Diagnosing a Check Engine Light Flashing
Keep in mind that the 10 things we listed above are just some of the common causes. If you want to be sure, then you can diagnose your car’s check engine light yourself at home using an OBD scanner.
What is an OBD Scanner?
Your car has an On-Board Diagnostic system or often referred to as OBD. This system tells you what’s wrong with your car by displaying error codes on the OBD reader when you run a diagnostic. This way, you can immediately tell what’s specifically wrong with your car and proceed to fix it.

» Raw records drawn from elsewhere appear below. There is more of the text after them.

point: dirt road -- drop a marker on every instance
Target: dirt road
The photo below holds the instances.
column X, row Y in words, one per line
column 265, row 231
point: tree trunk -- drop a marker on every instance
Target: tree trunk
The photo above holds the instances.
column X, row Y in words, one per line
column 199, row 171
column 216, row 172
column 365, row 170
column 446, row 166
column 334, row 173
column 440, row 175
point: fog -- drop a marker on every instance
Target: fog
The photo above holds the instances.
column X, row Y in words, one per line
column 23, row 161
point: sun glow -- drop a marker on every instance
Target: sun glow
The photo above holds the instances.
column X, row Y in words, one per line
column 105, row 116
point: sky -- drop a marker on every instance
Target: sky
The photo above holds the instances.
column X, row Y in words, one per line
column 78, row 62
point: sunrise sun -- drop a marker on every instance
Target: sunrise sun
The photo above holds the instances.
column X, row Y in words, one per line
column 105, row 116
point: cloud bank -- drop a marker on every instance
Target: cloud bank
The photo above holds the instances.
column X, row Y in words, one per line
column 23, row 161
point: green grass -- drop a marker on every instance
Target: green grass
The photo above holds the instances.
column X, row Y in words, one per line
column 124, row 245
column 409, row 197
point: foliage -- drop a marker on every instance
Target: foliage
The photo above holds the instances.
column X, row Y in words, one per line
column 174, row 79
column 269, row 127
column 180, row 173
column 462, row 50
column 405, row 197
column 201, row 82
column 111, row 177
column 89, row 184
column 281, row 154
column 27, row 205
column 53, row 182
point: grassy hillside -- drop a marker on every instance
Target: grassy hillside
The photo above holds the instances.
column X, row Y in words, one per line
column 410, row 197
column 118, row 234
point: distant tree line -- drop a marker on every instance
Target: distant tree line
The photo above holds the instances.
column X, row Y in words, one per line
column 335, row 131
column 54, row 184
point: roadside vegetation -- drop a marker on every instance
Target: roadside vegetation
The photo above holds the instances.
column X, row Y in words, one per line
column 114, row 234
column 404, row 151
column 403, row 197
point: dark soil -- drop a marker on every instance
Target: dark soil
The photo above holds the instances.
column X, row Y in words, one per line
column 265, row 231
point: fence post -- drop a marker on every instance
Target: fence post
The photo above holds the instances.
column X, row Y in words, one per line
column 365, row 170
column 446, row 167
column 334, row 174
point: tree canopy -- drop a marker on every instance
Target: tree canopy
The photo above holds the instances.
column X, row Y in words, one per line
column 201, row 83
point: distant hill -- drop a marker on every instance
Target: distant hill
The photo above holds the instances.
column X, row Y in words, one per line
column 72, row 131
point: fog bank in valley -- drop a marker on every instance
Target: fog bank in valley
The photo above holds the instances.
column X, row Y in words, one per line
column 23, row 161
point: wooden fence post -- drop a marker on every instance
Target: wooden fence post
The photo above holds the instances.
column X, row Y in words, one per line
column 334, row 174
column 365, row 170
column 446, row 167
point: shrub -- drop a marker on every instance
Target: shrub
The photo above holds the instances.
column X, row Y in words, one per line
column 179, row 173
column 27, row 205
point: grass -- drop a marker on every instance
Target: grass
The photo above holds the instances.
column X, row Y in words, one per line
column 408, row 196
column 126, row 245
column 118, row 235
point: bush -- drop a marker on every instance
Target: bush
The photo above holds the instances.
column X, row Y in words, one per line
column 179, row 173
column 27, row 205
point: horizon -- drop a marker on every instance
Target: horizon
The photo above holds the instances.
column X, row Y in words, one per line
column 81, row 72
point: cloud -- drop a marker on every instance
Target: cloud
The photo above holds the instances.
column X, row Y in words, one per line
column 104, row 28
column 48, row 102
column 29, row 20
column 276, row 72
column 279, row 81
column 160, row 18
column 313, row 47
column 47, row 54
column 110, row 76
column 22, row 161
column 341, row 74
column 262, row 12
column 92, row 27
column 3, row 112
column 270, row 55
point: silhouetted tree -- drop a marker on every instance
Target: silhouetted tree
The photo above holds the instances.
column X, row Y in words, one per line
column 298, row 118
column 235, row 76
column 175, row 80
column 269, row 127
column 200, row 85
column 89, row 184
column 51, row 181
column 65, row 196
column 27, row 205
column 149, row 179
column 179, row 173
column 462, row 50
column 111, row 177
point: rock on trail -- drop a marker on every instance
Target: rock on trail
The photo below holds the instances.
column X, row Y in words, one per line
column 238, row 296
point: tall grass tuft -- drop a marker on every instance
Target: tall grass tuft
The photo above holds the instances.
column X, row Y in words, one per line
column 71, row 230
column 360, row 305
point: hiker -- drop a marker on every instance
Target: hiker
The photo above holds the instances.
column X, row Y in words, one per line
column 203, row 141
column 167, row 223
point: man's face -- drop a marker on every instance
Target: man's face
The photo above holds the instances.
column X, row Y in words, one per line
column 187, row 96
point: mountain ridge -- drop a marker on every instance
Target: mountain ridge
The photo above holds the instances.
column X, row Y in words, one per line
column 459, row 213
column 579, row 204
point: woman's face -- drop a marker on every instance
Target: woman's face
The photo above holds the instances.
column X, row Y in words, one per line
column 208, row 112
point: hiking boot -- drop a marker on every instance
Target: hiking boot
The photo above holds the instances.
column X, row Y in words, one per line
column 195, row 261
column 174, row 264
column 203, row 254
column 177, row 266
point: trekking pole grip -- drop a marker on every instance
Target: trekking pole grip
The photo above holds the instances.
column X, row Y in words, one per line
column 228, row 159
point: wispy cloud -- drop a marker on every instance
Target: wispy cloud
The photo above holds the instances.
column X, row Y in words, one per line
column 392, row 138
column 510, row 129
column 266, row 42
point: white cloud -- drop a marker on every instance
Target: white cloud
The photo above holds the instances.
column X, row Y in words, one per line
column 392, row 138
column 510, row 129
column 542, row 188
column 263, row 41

Keep in mind that cars made before 1992 will have an OBD-1 system, in which case you will need an OBD-1 scanner. Meanwhile, cars made after 1992 will likely have an OBD-2 system and will require the OBD-2 scanner to read the codes. If you’re trying to do a simple diagnostic test, then you will only need a basic OBD scanner which costs between $20 – $100 to purchase. Be sure to check first which OBD system your car has.
How to Use an OBD Reader
- Plug the reader into the car’s OBD port. This port is often located underneath the dashboard area, either above your pedals or knee. Keep in mind that some cars might have their port hidden out of sight. Check your owner’s manual or online to see where it’s located in your car.
- Once plugged in, turn on the OBD scanner. It should immediately scan the car. However, some scanners might require you to input additional information such as make, model year, VIN number, etc.
- It will then display the error codes it has found. A more complicated scanner might also display a description of what’s wrong with the car, but if you have a simple scanner then it’s recommended to take note of the codes displayed. This way, you can cross-check them with the owner’s manual later on.
- Check what the codes indicate, then proceed with the repair.
If you’re still not sure how to do it, we found a great guide from Car and Driver on how to use an OBD scanner:
Check Engine Light Flashing: In Conclusion…
The most important thing to note here is that, if your check engine light is flashing, then you should stop driving immediately. It would be wise to call a tow truck instead and get your car to the nearest repair shop. Until you can diagnose what the problem is and the severity, it’s best to not drive your car.
Hopefully, your check engine light will only require you to do a simple spark plug or ignition coil replacement (or even a quick reset). Whatever the cause, we recommend that you proceed with the repairs to avoid further and even costlier damage. It’s best to prevent these damages rather than fixing them. That being said, we understand that some repair costs, such as the head gasket and catalytic converter cost might be too high.
If this is the case, then your other only option might be to sell your car in its current condition. This means you will need to sell it below the average market price, but it does mean you won’t have to pay for repairs and it will put cash on your hands instead.